Heavily redacted documents filed in the Queensland Supreme Court yesterday show Mineralogy was ordered in May to pay more than $1.8 million to the Chinese State-owned company as part of a confidential arbitration.
CITIC is also claiming to the court that Mineralogy's company secretary Clive Mensink, who is Mr Palmer's nephew, has refused to be served with subpoena documents regarding $12 million it alleges Mineralogy wrongfully siphoned from a bank account and used on election spending.
The documents show Mineralogy on June 16 paid $1,705,368 that the arbitration panel had awarded to CITIC on an interim basis. Mineralogy was ordered to pay a further $106,025 after it made an unknown concession in its defence on June 17. CITIC gave Mineralogy a week to pay the $106,025 but the firm did not meet the deadline, according to court documents. CITIC is now seeking an order from the Supreme Court that Mineralogy pay up.

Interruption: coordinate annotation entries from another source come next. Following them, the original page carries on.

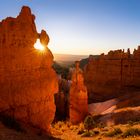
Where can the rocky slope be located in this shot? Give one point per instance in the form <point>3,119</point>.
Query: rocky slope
<point>27,80</point>
<point>112,75</point>
<point>78,97</point>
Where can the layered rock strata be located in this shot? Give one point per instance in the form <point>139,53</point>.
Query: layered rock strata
<point>27,80</point>
<point>78,97</point>
<point>112,75</point>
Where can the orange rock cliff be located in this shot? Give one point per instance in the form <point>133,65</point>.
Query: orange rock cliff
<point>112,75</point>
<point>78,96</point>
<point>27,81</point>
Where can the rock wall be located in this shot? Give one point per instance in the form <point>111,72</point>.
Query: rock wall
<point>27,80</point>
<point>78,97</point>
<point>113,74</point>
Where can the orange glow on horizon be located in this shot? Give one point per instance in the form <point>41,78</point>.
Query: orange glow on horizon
<point>38,45</point>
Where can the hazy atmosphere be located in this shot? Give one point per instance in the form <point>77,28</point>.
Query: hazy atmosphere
<point>83,26</point>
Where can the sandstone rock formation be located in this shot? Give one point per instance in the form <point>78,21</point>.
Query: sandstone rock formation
<point>78,97</point>
<point>112,75</point>
<point>27,80</point>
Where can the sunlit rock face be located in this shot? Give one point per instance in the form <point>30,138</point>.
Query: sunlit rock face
<point>112,75</point>
<point>27,80</point>
<point>78,97</point>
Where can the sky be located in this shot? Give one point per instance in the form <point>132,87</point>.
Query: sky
<point>83,26</point>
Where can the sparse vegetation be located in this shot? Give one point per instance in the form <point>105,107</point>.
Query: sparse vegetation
<point>131,132</point>
<point>89,123</point>
<point>113,133</point>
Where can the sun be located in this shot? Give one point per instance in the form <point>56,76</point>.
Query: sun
<point>38,45</point>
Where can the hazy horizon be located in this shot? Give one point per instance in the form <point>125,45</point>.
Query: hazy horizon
<point>83,27</point>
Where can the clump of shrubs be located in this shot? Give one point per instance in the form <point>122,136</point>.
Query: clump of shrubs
<point>89,123</point>
<point>11,123</point>
<point>90,133</point>
<point>131,132</point>
<point>115,132</point>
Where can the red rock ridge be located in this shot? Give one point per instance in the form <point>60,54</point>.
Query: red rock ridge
<point>27,80</point>
<point>78,97</point>
<point>113,74</point>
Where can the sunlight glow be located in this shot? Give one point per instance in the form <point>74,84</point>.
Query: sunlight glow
<point>38,45</point>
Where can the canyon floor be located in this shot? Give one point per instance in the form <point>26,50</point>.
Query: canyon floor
<point>65,131</point>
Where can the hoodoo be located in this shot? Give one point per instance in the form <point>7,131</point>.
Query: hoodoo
<point>78,96</point>
<point>27,80</point>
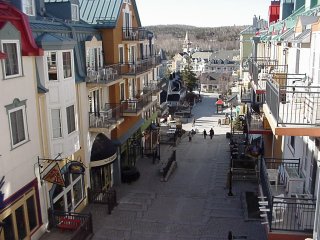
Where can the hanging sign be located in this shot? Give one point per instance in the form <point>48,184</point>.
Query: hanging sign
<point>76,167</point>
<point>54,175</point>
<point>1,193</point>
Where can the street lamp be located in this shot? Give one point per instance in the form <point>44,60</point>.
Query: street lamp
<point>230,169</point>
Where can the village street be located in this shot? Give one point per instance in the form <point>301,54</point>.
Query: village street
<point>193,203</point>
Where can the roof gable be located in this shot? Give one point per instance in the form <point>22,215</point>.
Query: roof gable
<point>100,12</point>
<point>21,23</point>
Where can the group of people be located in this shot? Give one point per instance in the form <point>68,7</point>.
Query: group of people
<point>192,132</point>
<point>211,133</point>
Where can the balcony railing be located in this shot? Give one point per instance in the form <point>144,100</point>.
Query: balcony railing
<point>294,104</point>
<point>105,74</point>
<point>257,122</point>
<point>135,34</point>
<point>113,72</point>
<point>81,224</point>
<point>137,67</point>
<point>137,104</point>
<point>245,95</point>
<point>107,117</point>
<point>286,213</point>
<point>259,67</point>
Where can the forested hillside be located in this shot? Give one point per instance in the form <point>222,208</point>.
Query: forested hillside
<point>171,37</point>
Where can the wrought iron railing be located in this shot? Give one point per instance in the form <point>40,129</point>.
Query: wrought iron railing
<point>106,117</point>
<point>104,74</point>
<point>82,223</point>
<point>292,213</point>
<point>293,104</point>
<point>245,95</point>
<point>141,100</point>
<point>108,198</point>
<point>135,34</point>
<point>110,73</point>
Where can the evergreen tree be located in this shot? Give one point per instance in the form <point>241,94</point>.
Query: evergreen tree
<point>188,76</point>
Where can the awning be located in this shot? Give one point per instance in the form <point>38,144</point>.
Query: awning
<point>219,102</point>
<point>103,151</point>
<point>304,37</point>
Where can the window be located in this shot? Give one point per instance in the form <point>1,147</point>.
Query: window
<point>32,213</point>
<point>71,119</point>
<point>292,142</point>
<point>67,70</point>
<point>21,224</point>
<point>94,59</point>
<point>52,66</point>
<point>56,123</point>
<point>69,197</point>
<point>74,12</point>
<point>17,122</point>
<point>122,96</point>
<point>12,64</point>
<point>28,7</point>
<point>121,55</point>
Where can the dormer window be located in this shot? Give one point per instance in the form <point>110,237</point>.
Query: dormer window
<point>29,7</point>
<point>74,12</point>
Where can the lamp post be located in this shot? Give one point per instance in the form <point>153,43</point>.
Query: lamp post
<point>230,169</point>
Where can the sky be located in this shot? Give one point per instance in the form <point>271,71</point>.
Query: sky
<point>201,13</point>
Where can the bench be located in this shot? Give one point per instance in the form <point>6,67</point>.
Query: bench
<point>68,223</point>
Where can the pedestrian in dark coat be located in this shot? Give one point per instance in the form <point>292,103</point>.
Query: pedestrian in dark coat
<point>204,134</point>
<point>211,133</point>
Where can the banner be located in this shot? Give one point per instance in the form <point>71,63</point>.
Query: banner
<point>54,176</point>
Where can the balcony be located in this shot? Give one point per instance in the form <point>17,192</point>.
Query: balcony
<point>135,34</point>
<point>104,75</point>
<point>292,109</point>
<point>262,67</point>
<point>245,95</point>
<point>135,106</point>
<point>108,118</point>
<point>284,206</point>
<point>257,124</point>
<point>139,67</point>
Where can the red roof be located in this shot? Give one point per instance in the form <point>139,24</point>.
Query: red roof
<point>219,102</point>
<point>2,55</point>
<point>21,22</point>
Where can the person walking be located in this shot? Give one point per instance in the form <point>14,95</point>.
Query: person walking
<point>211,133</point>
<point>204,134</point>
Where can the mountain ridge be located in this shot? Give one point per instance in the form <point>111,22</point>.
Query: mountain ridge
<point>170,37</point>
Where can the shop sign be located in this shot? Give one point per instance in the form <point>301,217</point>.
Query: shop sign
<point>1,193</point>
<point>54,176</point>
<point>76,167</point>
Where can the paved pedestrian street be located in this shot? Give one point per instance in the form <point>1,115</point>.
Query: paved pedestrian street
<point>193,203</point>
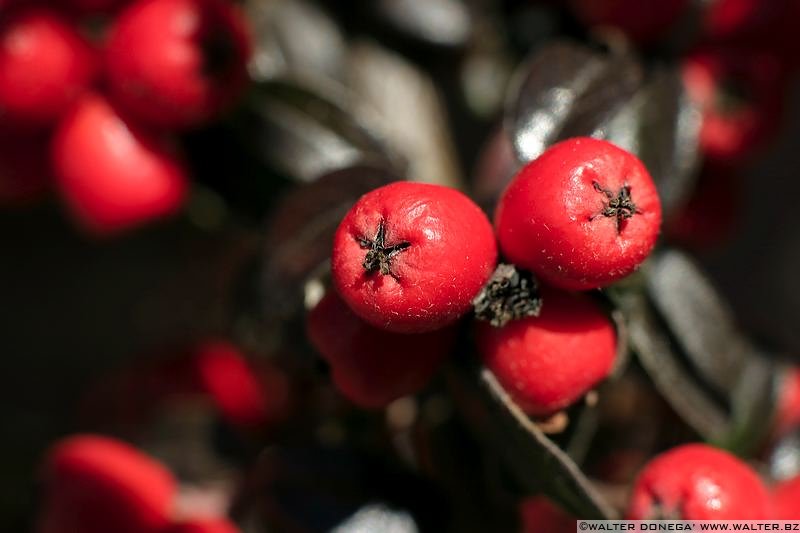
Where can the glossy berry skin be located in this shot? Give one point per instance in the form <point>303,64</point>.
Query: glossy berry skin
<point>548,362</point>
<point>538,514</point>
<point>409,257</point>
<point>582,215</point>
<point>45,65</point>
<point>97,484</point>
<point>643,21</point>
<point>372,367</point>
<point>203,526</point>
<point>113,175</point>
<point>740,93</point>
<point>698,482</point>
<point>177,63</point>
<point>786,500</point>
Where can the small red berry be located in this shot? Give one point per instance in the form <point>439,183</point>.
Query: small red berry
<point>45,65</point>
<point>740,93</point>
<point>409,257</point>
<point>786,500</point>
<point>787,416</point>
<point>548,362</point>
<point>643,21</point>
<point>177,63</point>
<point>539,515</point>
<point>581,216</point>
<point>698,482</point>
<point>203,526</point>
<point>113,175</point>
<point>370,366</point>
<point>96,484</point>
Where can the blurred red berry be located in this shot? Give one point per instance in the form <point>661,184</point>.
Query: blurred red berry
<point>45,66</point>
<point>203,526</point>
<point>698,482</point>
<point>582,215</point>
<point>787,416</point>
<point>740,93</point>
<point>113,175</point>
<point>539,515</point>
<point>548,362</point>
<point>409,257</point>
<point>97,484</point>
<point>372,367</point>
<point>177,63</point>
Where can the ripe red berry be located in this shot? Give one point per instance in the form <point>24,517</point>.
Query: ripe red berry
<point>538,514</point>
<point>786,500</point>
<point>643,21</point>
<point>203,526</point>
<point>177,63</point>
<point>581,216</point>
<point>96,484</point>
<point>45,65</point>
<point>698,482</point>
<point>113,175</point>
<point>409,257</point>
<point>548,362</point>
<point>787,415</point>
<point>370,366</point>
<point>740,93</point>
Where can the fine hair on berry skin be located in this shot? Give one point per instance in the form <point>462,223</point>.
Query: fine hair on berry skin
<point>581,216</point>
<point>410,257</point>
<point>550,361</point>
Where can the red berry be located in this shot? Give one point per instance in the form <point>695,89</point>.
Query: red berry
<point>698,482</point>
<point>96,484</point>
<point>643,21</point>
<point>203,526</point>
<point>740,94</point>
<point>45,65</point>
<point>177,63</point>
<point>548,362</point>
<point>787,416</point>
<point>409,257</point>
<point>370,366</point>
<point>538,515</point>
<point>581,216</point>
<point>24,172</point>
<point>113,175</point>
<point>93,6</point>
<point>786,500</point>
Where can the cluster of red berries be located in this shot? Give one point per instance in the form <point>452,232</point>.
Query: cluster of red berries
<point>690,482</point>
<point>737,67</point>
<point>409,259</point>
<point>96,484</point>
<point>98,110</point>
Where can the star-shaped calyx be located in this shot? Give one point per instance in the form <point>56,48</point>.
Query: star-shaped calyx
<point>379,254</point>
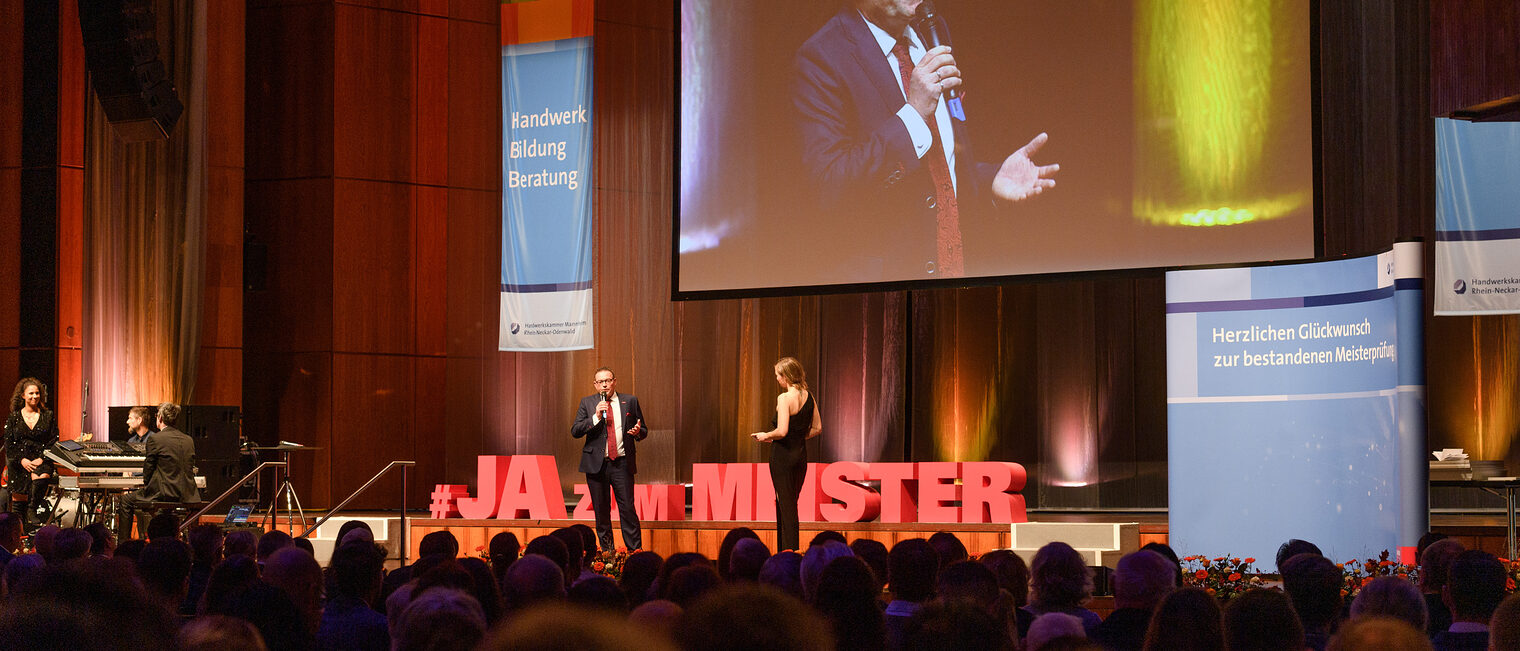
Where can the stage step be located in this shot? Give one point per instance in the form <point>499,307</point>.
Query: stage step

_The West Australian _ understands the $1.8 million relates to management fees connected to the bank account that has emerged as a key point of dispute between CITIC and Mineralogy.
CITIC alleges Mineralogy siphoned $12 million from the account and believes it bankrolled the Palmer United Party's election campaign. CITIC had paid millions into the account, which was set to up to cover Mineralogy's costs for managing the Cape Preston port linked to its Pilbara iron ore project.
CITIC wants to subpoena Mr Palmer and Mr Mensink but its lawyers have told the court law firm HopgoodGanim has three times failed to say whether it would accept the application documents on Mr Mensink's behalf.
The Chinese company has asked the court to rule that Mr Mensink would be formally served by hand-delivering the documents to HopgoodGanim's Brisbane office and faxing them to its Perth office.
Mineralogy declined to comment, but Mr Palmer said on Monday the company was entitled to spend the money paid into the account as it saw fit because it was effectively a salary for providing port services. He said CITIC owed about $600 million in royalties to Mineralogy.